Institutional investor sentiment for Asia is improving on the back of structural shifts around returns and scalability, investors told the AVCJ Private Equity Forum 2025.

Greg Jania, global co-head of private equity at APG Asset Management, highlighted how recent Asia funds of global players such as Bain Capital, EQT, and Blackstone funds have outperformed their European and US buyout counterparts.

“Those funds tend to be a lot smaller generally than their Europe or US funds. It does show that there’s money to be made here in the middle market,” he said. “I think it gives us a lot of thoughts that this market is ready for prime time, and there can be alpha from that.”

Institutional investors with large minimum cheque size requirements have struggled to find sufficiently scaled managers in emerging markets.

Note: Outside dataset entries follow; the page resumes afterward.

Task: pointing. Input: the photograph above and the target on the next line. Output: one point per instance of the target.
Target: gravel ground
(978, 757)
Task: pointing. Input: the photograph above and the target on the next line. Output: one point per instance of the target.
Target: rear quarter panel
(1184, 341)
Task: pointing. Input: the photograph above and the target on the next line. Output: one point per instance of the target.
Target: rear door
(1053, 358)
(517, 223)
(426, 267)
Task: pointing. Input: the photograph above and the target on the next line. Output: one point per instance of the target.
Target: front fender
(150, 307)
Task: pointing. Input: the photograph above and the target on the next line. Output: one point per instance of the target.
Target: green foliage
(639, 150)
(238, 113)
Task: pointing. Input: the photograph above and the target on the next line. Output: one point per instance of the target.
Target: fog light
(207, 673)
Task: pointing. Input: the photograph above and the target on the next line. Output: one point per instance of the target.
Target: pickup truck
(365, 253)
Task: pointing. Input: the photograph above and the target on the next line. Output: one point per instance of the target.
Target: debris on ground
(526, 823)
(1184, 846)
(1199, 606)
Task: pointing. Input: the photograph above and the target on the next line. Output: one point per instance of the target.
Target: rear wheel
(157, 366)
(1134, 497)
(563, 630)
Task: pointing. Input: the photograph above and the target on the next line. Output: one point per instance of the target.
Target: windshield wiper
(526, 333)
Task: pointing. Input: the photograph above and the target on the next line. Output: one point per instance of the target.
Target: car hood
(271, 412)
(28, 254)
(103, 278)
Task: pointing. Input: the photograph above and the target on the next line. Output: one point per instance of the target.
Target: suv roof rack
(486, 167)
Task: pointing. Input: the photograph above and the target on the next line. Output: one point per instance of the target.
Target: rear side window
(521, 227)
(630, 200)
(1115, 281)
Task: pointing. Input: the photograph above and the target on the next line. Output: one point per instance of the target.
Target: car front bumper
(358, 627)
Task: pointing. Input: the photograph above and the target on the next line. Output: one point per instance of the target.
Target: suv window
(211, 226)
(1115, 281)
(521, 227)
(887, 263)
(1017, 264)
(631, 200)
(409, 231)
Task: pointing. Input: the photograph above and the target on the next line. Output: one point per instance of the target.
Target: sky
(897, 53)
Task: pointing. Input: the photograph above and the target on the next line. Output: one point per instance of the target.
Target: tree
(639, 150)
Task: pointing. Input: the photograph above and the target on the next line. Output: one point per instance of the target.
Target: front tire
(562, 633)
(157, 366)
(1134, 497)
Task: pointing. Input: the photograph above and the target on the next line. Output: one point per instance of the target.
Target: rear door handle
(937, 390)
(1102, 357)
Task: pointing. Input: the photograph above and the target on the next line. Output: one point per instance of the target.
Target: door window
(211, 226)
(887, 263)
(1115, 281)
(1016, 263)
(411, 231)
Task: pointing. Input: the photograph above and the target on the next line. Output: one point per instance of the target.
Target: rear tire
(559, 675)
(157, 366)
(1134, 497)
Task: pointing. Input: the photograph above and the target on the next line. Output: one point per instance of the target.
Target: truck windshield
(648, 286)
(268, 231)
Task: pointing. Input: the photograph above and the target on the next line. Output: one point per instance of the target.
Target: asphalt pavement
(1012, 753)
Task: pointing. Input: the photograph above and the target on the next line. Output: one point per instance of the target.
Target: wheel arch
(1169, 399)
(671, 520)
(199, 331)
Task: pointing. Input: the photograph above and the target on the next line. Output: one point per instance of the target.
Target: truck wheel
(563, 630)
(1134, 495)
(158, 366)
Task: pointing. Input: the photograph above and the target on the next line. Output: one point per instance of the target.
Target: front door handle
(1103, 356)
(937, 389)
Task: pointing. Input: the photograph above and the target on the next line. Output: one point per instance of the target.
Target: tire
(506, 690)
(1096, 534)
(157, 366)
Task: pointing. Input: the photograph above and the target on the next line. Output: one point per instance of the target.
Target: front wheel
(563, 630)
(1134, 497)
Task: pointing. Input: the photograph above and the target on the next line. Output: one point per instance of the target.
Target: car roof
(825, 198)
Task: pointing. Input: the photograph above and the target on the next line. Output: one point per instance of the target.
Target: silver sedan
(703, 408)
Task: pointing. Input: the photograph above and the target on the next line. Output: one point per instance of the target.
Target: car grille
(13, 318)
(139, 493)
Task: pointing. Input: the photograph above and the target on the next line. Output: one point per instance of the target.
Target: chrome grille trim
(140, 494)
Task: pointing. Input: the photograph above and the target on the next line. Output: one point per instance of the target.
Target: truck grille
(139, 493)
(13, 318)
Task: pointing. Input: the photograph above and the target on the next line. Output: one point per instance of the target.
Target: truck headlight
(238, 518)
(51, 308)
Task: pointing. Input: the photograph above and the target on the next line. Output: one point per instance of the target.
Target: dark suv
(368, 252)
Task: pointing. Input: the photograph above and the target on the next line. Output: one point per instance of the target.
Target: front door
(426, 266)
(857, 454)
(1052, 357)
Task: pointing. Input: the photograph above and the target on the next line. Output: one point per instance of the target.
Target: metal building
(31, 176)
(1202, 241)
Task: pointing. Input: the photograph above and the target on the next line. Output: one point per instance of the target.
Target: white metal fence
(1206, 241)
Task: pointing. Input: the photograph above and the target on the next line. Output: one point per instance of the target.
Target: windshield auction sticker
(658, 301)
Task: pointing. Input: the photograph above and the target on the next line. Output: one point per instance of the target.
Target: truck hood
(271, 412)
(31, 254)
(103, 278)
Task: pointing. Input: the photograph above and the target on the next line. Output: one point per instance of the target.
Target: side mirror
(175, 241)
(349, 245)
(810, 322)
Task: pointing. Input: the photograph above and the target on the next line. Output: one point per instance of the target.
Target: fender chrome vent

APG will not invest in funds in Asia smaller than USD 1bn, but Jania said there are opportunities in the region for pension funds and other large institutions in middle-market strategies.

Josh Stern, a managing director for private investments at Robert Wood Johnson Foundation, pointed to Hong Kong’s IPO market rebound as a potential driver of increased investment activity in Asia. “It’s not necessarily a liquidity event – an IPO – but it does start the clock ticking,” he said.

According to Harj Shoan, global head of private equity funds for equities at Ontario Teachers’ Pension Plan (OTPP), Asia is showing signs of an evolving and maturing private equity playbook.

Japan, for example, is undergoing an evolution similar to what North America experienced two decades ago, with a wave of take-privates, succession planning, and carve-outs of undermanaged corporate subsidiaries creating deal flow.

“Why would you necessarily need to ascribe a risk premium to that if it is the playbook that has been used in North America for the last 20 years?” Shoan said.

Anders Strömblad, a senior adviser for Swedish pension fund AP2, added that early-stage venture in the region was showing promising signs in terms of innovation.

“We are 10m people living in Sweden. I heard yesterday there are 10m new engineers coming out from universities every year in China. That’s something to think about when we are allocating money,” he said.

Despite these developments, GP selection in Asia still requires additional legwork to get comfortable. APG’s Jania said this includes taking a closer look into a manager’s day-to-day operations such as its processes around operational due diligence and how it weighs reputational risk in investments.

“We try to make sure that the GPs that we want to back here have the foundation of strong operational set-ups, can handle what might come their way, and can handle a large investor like ourselves,” he said.